A number of factors have brought about these changes in the policies. Apart from the changing gender norms, the varying social norms are also responsible for this. With the nuclear and dual income families becoming the trend now, there is a sudden and acute scarcity of caregivers in our urban setup. Moreover, with the expansion in the sizes of the cities and the long distances from home to work , the employees may not always be in a position to accommodate a change in their schedule because of the birth of a baby in the family and the constant care required for the newborn. All these factors are making the workforce more demanding and the HR departments in various companies are recognising the demands.

While there has been a very positive movement on the maternity leaves front, but the paternity leaves remained neglected for a long time, especially in India. The latest surveys indicate that the quantum of paternity leaves in an organisation is one of the most important determinants for the men to choose an employer. The corporates are now trying to focus equally on maternity as well as paternity leaves, to keep on attracting the best talent from the market. A survey conducted with 97 technology companies in the US found that the companies which offered paid paternity leave were able to get better talent from the market. The companies surveyed included Google, Facebook and PayPal. The survey pointed out that 71 per cent of the companies which offered paid maternity leaves, offered paid paternity leaves too. In India, fathers are usually given 15 days of paid leave and upto 3 additional weeks of optional work from home. These leaves can be availed within the first 6 months of the birth of the baby. Amazon, in 2015, started offering all fathers six weeks of paid leave One of the most unique aspects of Amazon's parental leave policy is its 'Leave Share' program, which allows employees to share their parental leave with a partner who doesn't work at Amazon and whose employer does not provide paid parental leave.


For the social values of higher paternity leaves:

A male employee who gets paid paternity leaves once he is a father is able to share the responsibility of childcare better than one who enjoys very few paid leaves or is not entitled to any. As corporates become more and more socially responsible, increasing the numbers of paternity leaves is just another way of contributing to the society. At the same time, an increasing number of people view the idea of paternity leaves as being better aligned with feminist ideals that envision greater parity in gender roles. All these factors are beneficial to the society and to the nation. Unfortunately, the Indian organisations are yet to embrace the idea of paternity leaves whole-heartedly, with most companies still looking at them as unnecessary. We often fail to realise that this is a family-friendly HR policy which contributes to reducing attrition and gives not just a good social cause but a good business sense as well.

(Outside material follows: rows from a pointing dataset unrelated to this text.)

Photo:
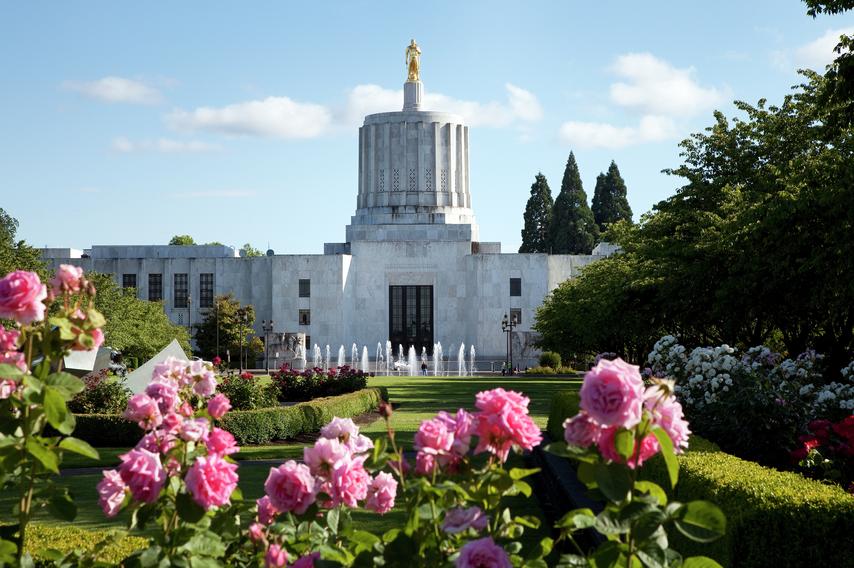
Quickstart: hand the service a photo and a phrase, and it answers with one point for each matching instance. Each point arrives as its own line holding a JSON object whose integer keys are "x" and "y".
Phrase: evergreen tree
{"x": 609, "y": 199}
{"x": 572, "y": 229}
{"x": 538, "y": 213}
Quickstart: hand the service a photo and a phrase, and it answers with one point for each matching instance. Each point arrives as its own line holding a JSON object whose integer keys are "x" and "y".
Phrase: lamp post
{"x": 507, "y": 325}
{"x": 268, "y": 329}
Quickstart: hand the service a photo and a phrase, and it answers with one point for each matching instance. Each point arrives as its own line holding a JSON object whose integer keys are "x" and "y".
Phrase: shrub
{"x": 550, "y": 359}
{"x": 104, "y": 393}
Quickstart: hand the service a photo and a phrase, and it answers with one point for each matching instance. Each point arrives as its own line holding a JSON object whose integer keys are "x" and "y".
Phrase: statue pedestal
{"x": 412, "y": 91}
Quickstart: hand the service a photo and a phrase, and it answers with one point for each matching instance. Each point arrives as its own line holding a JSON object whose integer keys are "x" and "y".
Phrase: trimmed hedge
{"x": 248, "y": 426}
{"x": 774, "y": 518}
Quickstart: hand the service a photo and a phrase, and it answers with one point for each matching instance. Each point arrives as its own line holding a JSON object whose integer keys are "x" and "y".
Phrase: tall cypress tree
{"x": 572, "y": 229}
{"x": 538, "y": 213}
{"x": 609, "y": 199}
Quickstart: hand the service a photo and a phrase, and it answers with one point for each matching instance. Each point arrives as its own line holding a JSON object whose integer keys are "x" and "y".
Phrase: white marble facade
{"x": 414, "y": 226}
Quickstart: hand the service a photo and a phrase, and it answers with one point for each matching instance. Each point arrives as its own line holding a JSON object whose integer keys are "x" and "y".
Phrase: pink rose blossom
{"x": 290, "y": 487}
{"x": 458, "y": 520}
{"x": 381, "y": 493}
{"x": 143, "y": 410}
{"x": 325, "y": 456}
{"x": 21, "y": 297}
{"x": 111, "y": 492}
{"x": 143, "y": 473}
{"x": 581, "y": 430}
{"x": 649, "y": 447}
{"x": 275, "y": 557}
{"x": 266, "y": 512}
{"x": 66, "y": 279}
{"x": 256, "y": 532}
{"x": 483, "y": 553}
{"x": 221, "y": 442}
{"x": 349, "y": 483}
{"x": 612, "y": 394}
{"x": 218, "y": 406}
{"x": 211, "y": 481}
{"x": 194, "y": 430}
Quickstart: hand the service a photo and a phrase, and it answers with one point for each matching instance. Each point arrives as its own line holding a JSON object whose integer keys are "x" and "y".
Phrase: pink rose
{"x": 143, "y": 410}
{"x": 612, "y": 394}
{"x": 483, "y": 553}
{"x": 381, "y": 493}
{"x": 67, "y": 279}
{"x": 290, "y": 487}
{"x": 349, "y": 484}
{"x": 143, "y": 473}
{"x": 111, "y": 492}
{"x": 276, "y": 556}
{"x": 266, "y": 512}
{"x": 325, "y": 456}
{"x": 648, "y": 448}
{"x": 21, "y": 295}
{"x": 581, "y": 430}
{"x": 458, "y": 520}
{"x": 218, "y": 406}
{"x": 433, "y": 437}
{"x": 221, "y": 443}
{"x": 211, "y": 481}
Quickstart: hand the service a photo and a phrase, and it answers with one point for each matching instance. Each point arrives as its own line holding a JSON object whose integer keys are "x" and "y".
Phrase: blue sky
{"x": 126, "y": 123}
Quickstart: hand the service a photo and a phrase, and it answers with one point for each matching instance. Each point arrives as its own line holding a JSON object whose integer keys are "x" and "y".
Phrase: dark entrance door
{"x": 410, "y": 317}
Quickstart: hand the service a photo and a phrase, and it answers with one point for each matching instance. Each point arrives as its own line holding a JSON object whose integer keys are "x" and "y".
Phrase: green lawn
{"x": 414, "y": 398}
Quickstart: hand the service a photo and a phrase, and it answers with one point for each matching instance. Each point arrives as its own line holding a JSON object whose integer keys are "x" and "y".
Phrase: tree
{"x": 609, "y": 199}
{"x": 182, "y": 240}
{"x": 538, "y": 212}
{"x": 248, "y": 250}
{"x": 572, "y": 229}
{"x": 138, "y": 328}
{"x": 234, "y": 321}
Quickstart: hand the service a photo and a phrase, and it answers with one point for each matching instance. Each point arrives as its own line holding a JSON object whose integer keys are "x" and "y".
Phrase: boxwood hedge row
{"x": 774, "y": 518}
{"x": 248, "y": 426}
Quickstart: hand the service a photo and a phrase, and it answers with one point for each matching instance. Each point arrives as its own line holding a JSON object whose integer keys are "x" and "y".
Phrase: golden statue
{"x": 413, "y": 61}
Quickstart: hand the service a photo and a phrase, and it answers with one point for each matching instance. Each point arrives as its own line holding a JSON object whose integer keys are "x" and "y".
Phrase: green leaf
{"x": 45, "y": 456}
{"x": 700, "y": 562}
{"x": 701, "y": 521}
{"x": 614, "y": 481}
{"x": 624, "y": 443}
{"x": 669, "y": 455}
{"x": 79, "y": 446}
{"x": 188, "y": 509}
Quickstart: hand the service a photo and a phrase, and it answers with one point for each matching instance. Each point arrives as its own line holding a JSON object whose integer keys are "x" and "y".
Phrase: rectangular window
{"x": 155, "y": 287}
{"x": 206, "y": 290}
{"x": 304, "y": 288}
{"x": 181, "y": 291}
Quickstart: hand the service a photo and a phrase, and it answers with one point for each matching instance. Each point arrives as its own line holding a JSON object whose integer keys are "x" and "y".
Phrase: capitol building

Boosts the Employee Morale:

The men want to be with their wives in the crucial initial days of childbirth, not just to take care of them but also witness the first cry and the first smile of the newborn. Men are also willing to actively participate in the childcare more than ever before. These requirements of the male workforce are increasingly being recognised and honoured by the HR departments of the large companies. The organisations which are offering longer paternity leaves now are able to boost the morale of the employees who have just become fathers. The fact that the employer offers sizeable paternity leave is comforting to a would be father and he is able to connect with the company in a better way.


The benefits of maternity/paternity leave provide a great work-life balance for the families, workers, employers and the society. A 2016 EY study of more than 1,500 employers backs this up, finding that more than 80% of companies that offer paid family leave reported a positive impact on employee morale and more than 70% reported an increase in employee productivity. As discussed here, providing adequate parental leaves is not only necessary but it’s affordable and feasible too for the large companies. It is also conducive to social and economic development.